Para o diretor-presidente da ANPD, Waldemar Gonçalves Ortunho Junior, a proteção de dados não é responsabilidade exclusiva do encarregado e deve ser compartilhada.
“A proteção de dados deve ser um compromisso de toda a organização. Por isso, é essencial que o profissional tenha condições adequadas para exercer suas funções, com acesso às informações, às áreas técnicas e às instâncias decisórias”, enfatizou.
O papel do encarregado
Previsto na LGPD, o encarregado é responsável por orientar as melhores práticas no tratamento de dados na organização em que atua e por fazer a interlocução entre os titulares de dados, os agentes de tratamento e a ANPD. Entre as atribuições estão receber reclamações e comunicações dos titulares, prestar esclarecimentos e orientar funcionários e contratados sobre as práticas relacionadas à proteção de dados pessoais.
As novas frentes de transformação regulatória também passam a exigir uma nova postura dos encarregados de dados: mais proativa, cada vez mais antecipatória e sistêmica dentro das organizações.
De acordo com o diretor da ANPD, o cargo tem papel estratégico e relevante na aproximação entre diferentes áreas da organização, na promoção de uma cultura de proteção de dados, na facilitação do exercício dos direitos dos titulares e na identificação e no tratamento adequado dos riscos relacionados ao tratamento de dados pessoais.
Programação
Com o tema Proteção e governança em ação, esta edição destacou a atuação estratégica dos encarregados na consolidação de uma cultura de proteção de dados e no aprimoramento da governança nas organizações.
Pela manhã, a mesa Proteção de Dados e Uso de IA Generativa nas instituições públicas e privadas abordou uma tecnologia que amplia as possibilidades de uso de dados e, ao mesmo tempo, exige que as organizações avaliem impactos, riscos e formas de governança.
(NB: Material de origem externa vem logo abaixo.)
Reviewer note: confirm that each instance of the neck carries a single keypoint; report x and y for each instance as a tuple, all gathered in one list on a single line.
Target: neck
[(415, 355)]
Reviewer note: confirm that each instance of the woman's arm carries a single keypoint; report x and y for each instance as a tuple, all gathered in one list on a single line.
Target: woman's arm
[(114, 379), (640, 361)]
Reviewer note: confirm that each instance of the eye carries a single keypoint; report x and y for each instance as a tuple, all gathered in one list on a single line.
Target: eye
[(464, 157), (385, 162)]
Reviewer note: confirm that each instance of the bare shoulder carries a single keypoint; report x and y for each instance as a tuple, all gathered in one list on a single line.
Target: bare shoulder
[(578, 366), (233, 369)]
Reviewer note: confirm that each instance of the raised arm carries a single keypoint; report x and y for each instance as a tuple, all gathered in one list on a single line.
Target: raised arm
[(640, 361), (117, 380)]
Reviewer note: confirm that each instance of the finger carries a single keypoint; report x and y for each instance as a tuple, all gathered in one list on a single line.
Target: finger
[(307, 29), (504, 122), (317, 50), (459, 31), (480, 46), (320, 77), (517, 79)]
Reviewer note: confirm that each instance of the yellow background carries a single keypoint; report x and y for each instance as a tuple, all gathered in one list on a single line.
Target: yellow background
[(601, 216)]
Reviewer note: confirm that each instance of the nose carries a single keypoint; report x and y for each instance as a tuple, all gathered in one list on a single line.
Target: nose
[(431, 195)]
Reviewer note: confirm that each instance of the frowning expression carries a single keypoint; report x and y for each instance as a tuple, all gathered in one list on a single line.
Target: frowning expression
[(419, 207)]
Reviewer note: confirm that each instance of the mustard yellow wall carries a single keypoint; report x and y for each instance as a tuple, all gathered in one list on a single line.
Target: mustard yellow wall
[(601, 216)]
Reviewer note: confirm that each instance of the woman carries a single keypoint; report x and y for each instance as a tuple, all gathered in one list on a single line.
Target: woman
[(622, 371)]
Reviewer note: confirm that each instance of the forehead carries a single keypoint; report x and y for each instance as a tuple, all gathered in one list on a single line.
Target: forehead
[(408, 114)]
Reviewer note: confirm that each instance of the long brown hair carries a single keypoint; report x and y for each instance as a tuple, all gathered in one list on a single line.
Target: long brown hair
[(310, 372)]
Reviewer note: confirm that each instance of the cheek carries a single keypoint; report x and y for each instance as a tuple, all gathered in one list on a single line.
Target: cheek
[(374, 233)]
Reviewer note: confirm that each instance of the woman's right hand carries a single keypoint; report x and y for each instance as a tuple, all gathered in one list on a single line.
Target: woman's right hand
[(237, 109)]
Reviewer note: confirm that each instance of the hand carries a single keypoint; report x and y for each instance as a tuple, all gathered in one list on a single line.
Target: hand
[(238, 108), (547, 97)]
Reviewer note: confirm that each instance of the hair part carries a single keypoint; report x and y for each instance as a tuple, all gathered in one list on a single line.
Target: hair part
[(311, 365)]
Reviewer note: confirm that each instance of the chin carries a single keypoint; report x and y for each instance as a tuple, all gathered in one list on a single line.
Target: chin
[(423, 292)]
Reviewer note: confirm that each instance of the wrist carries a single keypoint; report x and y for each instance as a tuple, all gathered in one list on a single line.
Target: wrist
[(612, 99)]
À tarde, o tema Incidentes de Segurança e o papel estratégico do Encarregado debateu a incorporação da proteção de dados aos processos permanentes de gestão.
O último painel, Novos desafios do encarregado frente ao ECA Digital e à LGPD, tratou do novo campo de atuação para as organizações que oferecem produtos e serviços digitais utilizados por crianças e adolescentes.
O encontro foi transmitido ao vivo pelo canal da ANPD no YouTube.